The observation, condensed from Dan Barry's column in The New York Times: Beginning around midnight on January 16th, and lasting for a few fleeting hours, the official temperature of Manhattan dropped to 1 degree. By four in the morning, the temperature had doubled — to 2 — but that brief 1-degree period granted curious distinction to the day: it tied the record for the coldest January 16th in city history, a mark established in 1893
     In one sense, this seems the slimmest of connections between days separated by 111 years. In another, there was odd comfort knowing that this very cold was felt on this day in this city at a time when a Tammany Hall lackey named Gilroy was mayor, and the economic calamity known as the Panic of 1893 was but months away.
     By 12:30, ice-sharp winds from the Northwest were dodging the edifices of Midtown to send streetlights swaying. It was as good a hint as any to stay indoors, and yet a deliveryman on a bicycle was wobbling down Lexington Avenue, balancing on his handlebars a box containing someone else's pizza. The gothic building that once housed the Bellevue Psychiatric Hospital loomed over the intersection of First Avenue and 30th Street; though ancient in appearance, it had yet to be built in 1893. On First Avenue near 56th Street, a steam pipe jutted from the middle of the mostly deserted street. White plumes poured out, as though the only heat to be found.
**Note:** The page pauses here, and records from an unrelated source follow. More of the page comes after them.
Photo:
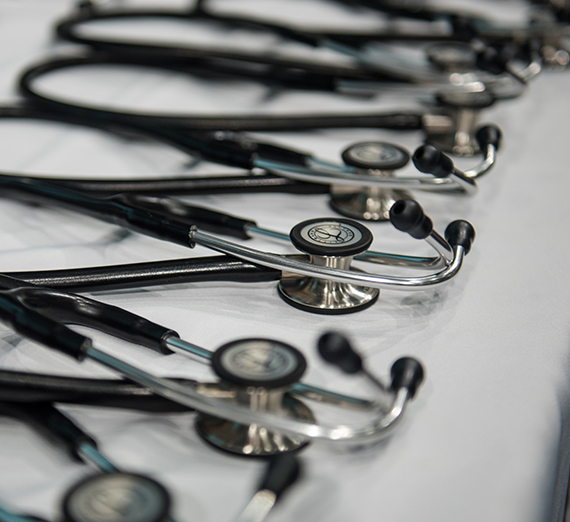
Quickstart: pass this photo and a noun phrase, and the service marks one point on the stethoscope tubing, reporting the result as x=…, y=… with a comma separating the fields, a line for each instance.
x=397, y=120
x=154, y=224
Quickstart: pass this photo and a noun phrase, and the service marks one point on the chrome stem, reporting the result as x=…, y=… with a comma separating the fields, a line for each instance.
x=303, y=268
x=372, y=431
x=369, y=256
x=298, y=389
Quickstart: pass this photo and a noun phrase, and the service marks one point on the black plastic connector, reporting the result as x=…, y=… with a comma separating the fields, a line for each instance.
x=460, y=232
x=335, y=349
x=488, y=135
x=431, y=160
x=408, y=373
x=408, y=216
x=282, y=472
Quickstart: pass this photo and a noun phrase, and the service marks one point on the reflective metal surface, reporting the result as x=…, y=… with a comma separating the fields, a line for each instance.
x=368, y=203
x=290, y=264
x=255, y=440
x=327, y=297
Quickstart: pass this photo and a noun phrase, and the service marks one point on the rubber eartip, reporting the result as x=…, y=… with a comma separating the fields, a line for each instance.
x=408, y=216
x=335, y=349
x=460, y=232
x=431, y=160
x=282, y=472
x=407, y=372
x=489, y=135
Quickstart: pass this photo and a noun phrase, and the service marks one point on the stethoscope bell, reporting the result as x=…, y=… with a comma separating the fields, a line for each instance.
x=256, y=373
x=464, y=108
x=372, y=158
x=330, y=243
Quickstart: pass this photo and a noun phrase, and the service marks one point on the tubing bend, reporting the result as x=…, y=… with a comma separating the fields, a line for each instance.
x=372, y=431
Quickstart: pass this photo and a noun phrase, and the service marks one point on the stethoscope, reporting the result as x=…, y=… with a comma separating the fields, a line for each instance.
x=363, y=187
x=119, y=495
x=320, y=281
x=377, y=61
x=454, y=122
x=112, y=494
x=259, y=378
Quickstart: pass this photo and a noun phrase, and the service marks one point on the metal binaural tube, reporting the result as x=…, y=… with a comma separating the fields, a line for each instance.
x=368, y=432
x=334, y=274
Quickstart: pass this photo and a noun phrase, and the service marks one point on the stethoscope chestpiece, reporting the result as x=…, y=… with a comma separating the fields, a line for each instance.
x=330, y=243
x=257, y=373
x=464, y=108
x=117, y=497
x=373, y=158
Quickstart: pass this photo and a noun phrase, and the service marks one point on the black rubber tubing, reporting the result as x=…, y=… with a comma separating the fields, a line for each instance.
x=136, y=275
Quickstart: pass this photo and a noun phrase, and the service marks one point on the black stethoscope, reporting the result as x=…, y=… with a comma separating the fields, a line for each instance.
x=112, y=494
x=372, y=62
x=254, y=409
x=120, y=495
x=363, y=187
x=319, y=281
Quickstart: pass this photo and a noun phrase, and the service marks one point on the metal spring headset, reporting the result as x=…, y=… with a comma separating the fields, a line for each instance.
x=113, y=494
x=365, y=187
x=257, y=376
x=375, y=63
x=321, y=283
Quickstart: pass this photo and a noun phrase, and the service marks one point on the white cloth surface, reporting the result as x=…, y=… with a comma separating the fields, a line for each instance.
x=487, y=437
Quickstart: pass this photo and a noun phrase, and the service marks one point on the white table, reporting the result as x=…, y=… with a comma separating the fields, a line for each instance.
x=487, y=437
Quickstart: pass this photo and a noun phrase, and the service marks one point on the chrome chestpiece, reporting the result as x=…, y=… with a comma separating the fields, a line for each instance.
x=257, y=372
x=371, y=203
x=464, y=109
x=262, y=375
x=331, y=243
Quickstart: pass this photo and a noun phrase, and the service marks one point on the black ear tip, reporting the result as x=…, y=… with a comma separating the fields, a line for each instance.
x=460, y=233
x=431, y=160
x=336, y=349
x=282, y=472
x=408, y=216
x=407, y=372
x=489, y=135
x=426, y=157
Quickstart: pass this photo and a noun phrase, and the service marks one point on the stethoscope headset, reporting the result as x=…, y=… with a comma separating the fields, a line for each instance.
x=259, y=379
x=376, y=63
x=451, y=128
x=364, y=187
x=113, y=494
x=320, y=280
     It was not a night to strike up casual conversation. A worker at the Department of Sanitation gave little more than a grunt as he shoveled rock salt onto a glazed sidewalk. A deliveryman for Poland Spring quickly shared that some of the water in his truck hold was frozen solid. "It's coming -- I see it coming," a man standing rock-still in a bus shelter near Marcus Garvey Park said of his bus. Exchanges like these were few though, because it takes two to talk.
      Along a deserted stretch of Riverside Drive, the wind whistled across the Hudson River to rattle chains that hung from a billboard and to cause an unsettling banging at ghostly Grant's Tomb. The tomb was under construction in 1893. "It's 1 degree and clear in Midtown," a radio news broadcaster said, delivering an assessment that was truer than he realized. At 2:30, the zipper news that moves across the buildings of Times Square played to an audience of none, though in the meatpacking district, a single, underdressed woman stood hugging herself on a corner. At 3 AM, with the wind-chill factor making it feel like minus 20, above New York Harbor hung a crescent moon. It was time for anyone still out there to come in from the cold.
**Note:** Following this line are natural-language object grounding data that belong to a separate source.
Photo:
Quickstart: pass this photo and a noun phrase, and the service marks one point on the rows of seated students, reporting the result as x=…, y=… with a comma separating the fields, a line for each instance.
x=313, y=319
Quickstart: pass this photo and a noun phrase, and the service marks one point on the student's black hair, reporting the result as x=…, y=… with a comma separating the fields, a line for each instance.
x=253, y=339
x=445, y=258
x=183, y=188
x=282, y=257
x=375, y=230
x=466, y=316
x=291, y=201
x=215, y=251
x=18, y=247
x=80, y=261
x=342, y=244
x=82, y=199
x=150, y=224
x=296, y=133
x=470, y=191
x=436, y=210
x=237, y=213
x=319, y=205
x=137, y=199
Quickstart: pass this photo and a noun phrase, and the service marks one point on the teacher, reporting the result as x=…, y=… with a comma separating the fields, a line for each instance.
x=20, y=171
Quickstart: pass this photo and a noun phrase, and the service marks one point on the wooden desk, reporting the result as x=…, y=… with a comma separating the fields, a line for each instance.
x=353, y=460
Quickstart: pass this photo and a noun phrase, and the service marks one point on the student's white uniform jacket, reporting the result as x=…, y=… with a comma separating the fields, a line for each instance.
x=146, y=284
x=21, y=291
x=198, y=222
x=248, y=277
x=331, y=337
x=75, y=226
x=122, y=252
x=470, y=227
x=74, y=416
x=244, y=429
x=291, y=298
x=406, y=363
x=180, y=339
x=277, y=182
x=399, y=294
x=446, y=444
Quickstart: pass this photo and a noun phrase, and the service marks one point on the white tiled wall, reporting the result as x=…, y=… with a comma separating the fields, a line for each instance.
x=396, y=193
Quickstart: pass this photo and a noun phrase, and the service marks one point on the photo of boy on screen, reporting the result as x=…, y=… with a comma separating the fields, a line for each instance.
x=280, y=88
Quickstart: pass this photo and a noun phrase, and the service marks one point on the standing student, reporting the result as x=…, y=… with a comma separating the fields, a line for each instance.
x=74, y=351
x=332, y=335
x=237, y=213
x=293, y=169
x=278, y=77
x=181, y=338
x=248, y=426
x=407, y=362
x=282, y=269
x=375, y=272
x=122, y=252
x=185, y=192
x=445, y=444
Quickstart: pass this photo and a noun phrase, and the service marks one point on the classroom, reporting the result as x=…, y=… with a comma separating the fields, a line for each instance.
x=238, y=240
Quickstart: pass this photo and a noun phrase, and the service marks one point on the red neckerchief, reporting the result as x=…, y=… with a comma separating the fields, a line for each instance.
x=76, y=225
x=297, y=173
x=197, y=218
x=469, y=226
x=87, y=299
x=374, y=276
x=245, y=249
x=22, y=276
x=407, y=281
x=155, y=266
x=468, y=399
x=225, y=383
Finally, considering the cold, a helpful New England Temperature Conversion Chart
60̊ F: Southern Californians shiver uncontrollably. People in New England sunbathe.
45̊ F: New Yorkers try to turn on the heat. People in New England plant gardens.
32̊ F: Distilled water freezes. Italian and English cars won't start. People in New England drive with the tops down.
15̊ F: New York landlords finally turn up the heat. People in New England have their last cookout.
0̊ F: Everyone in Miami dies. Girl Scouts in New England sell cookies door-to-door.
30̊ below zero: Californians flee to the equator. People in New England throw on flannel shirts.
100̊ below zero: Texas shatters. New Englanders close the windows.
250̊ below zero: Washington, DC runs out of hot air. People in New England wear caps.
460̊ below zero (absolute zero on the Kelvin scale): All atomic motion stops. People in New England let the dogs sleep indoors.
500̊ below zero: Hell freezes over. The Red Sox win the World Series.